How has my training been going? I have been practising running on similar terrain and same distance loops as the event will be. A mixture of farmland, single-track trail and woodland dirt tracks. Most times I have sat in the car on breaks. On its own I can complete a loop fairly comfortably in under an hour and have been generally doing 50 minute loops. This gives me 8-10 minute breaks before starting again. I can lie or sit, eat or whatever during the break time. Problem is as I tire and go slower my breaks get less. This is just when you want more rest! It sounds like the experience on the day will be quite social. Unlike normal ultras the field will not be stretched out over many kilometres as everyone still in the race is back together on the start line each hour.

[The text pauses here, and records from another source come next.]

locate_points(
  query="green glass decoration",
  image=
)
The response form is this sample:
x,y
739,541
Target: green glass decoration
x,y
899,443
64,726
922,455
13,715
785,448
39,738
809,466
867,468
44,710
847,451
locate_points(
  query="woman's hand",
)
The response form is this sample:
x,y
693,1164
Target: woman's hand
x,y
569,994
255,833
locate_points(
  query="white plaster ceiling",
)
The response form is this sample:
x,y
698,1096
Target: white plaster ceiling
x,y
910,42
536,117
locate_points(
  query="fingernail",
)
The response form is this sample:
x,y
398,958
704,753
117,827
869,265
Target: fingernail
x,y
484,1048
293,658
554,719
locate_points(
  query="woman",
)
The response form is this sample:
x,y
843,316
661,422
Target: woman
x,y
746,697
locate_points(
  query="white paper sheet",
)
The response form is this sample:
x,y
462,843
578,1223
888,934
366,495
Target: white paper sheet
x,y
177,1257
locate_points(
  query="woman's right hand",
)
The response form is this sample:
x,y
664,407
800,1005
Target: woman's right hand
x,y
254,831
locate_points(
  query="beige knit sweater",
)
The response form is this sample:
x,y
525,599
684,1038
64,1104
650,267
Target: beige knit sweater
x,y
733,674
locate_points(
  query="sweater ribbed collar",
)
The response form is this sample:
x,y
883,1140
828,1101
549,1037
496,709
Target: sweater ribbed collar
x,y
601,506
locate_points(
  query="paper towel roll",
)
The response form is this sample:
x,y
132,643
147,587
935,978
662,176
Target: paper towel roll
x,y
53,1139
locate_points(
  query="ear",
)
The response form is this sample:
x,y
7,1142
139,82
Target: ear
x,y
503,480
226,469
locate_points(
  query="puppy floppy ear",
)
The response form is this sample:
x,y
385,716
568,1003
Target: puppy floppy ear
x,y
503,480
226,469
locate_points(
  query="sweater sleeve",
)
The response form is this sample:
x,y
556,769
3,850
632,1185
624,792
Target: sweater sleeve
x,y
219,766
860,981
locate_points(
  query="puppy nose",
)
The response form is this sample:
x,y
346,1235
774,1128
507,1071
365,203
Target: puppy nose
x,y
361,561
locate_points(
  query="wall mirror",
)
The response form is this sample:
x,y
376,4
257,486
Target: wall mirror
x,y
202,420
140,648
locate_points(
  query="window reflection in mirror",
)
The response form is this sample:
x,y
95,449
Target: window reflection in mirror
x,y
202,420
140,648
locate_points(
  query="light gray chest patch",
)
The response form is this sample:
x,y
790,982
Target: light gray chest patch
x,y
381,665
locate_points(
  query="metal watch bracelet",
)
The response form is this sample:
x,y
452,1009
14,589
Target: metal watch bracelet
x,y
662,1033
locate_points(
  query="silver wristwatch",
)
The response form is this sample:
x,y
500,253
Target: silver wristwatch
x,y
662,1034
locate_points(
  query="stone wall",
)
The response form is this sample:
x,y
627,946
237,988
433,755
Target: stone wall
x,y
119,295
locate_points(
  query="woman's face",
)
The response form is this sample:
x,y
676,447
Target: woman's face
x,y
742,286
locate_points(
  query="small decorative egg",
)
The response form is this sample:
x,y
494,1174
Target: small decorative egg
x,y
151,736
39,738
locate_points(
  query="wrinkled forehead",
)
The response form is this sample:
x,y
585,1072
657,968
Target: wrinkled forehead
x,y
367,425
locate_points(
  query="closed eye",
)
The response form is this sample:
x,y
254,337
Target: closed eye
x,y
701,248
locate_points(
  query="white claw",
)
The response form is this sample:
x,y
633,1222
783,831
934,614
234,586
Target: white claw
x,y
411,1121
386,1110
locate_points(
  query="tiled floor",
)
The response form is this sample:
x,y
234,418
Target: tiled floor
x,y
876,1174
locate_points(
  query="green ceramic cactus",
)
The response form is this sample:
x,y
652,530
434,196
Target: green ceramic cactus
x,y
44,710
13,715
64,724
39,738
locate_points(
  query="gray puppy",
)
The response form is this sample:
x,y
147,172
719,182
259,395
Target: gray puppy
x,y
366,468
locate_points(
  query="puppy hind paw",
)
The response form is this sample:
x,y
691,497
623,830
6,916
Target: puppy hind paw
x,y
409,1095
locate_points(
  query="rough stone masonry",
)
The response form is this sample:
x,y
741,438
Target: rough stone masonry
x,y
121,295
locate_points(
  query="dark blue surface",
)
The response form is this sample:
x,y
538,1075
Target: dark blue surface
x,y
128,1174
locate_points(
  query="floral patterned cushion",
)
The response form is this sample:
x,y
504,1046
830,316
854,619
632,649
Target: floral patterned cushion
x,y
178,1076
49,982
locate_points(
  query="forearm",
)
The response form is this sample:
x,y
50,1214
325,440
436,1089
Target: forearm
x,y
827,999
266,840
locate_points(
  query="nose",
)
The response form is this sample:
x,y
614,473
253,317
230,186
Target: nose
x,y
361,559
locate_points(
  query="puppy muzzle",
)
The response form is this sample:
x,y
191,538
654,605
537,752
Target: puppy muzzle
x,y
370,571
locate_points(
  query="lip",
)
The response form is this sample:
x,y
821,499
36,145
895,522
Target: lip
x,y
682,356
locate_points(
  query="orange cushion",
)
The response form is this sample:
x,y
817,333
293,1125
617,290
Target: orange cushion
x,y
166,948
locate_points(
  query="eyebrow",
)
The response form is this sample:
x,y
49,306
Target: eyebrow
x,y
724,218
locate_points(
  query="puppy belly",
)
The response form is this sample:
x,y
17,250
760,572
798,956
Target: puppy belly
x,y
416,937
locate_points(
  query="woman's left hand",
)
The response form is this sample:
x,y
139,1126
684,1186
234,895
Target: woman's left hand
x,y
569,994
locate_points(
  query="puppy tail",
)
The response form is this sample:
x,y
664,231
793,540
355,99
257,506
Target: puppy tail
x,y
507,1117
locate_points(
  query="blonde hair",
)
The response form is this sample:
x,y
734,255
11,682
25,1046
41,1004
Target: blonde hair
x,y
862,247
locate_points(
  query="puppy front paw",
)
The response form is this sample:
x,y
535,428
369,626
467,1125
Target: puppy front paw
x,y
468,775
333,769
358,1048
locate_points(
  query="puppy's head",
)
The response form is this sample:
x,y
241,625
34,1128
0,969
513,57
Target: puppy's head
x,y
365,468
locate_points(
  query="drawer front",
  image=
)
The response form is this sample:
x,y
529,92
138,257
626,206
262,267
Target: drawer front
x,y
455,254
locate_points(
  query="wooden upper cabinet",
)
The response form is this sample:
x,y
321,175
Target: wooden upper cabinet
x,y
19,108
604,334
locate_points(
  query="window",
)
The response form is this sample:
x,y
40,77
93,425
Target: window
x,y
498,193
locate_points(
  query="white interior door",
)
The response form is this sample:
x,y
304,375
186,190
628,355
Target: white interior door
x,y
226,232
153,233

During training the most I have done is 7 ‘loops’ (or ‘yards’ as they are known). Doing that same route over and over every hour you could get tired of the same views. However on each of the 7 ‘yards’ on my recent run I took the views shown in this blog. Each taken at a different point on my route each time I went round. I hope you will agree it was a scenic route.
During the event disqualification will be by either not making a loop in an hour or not starting to do another loop. Deciding not to begin a new ‘yard’ is the most common way people get knocked out. As Lazarus says ‘it’s easy until it’s not’.
4.17 miles each hour sounds an odd distance to cover but that is 100 miles (160km) in 24 hours. I have ran more than 24 hours but never at such a pace. I usually slow down considerably with stomach problems and fatigue after 10 or so hours. So it is an open question as to how many ‘yards’ I can complete. Maybe getting hourly breaks is something that changes how I cope. For better or worse!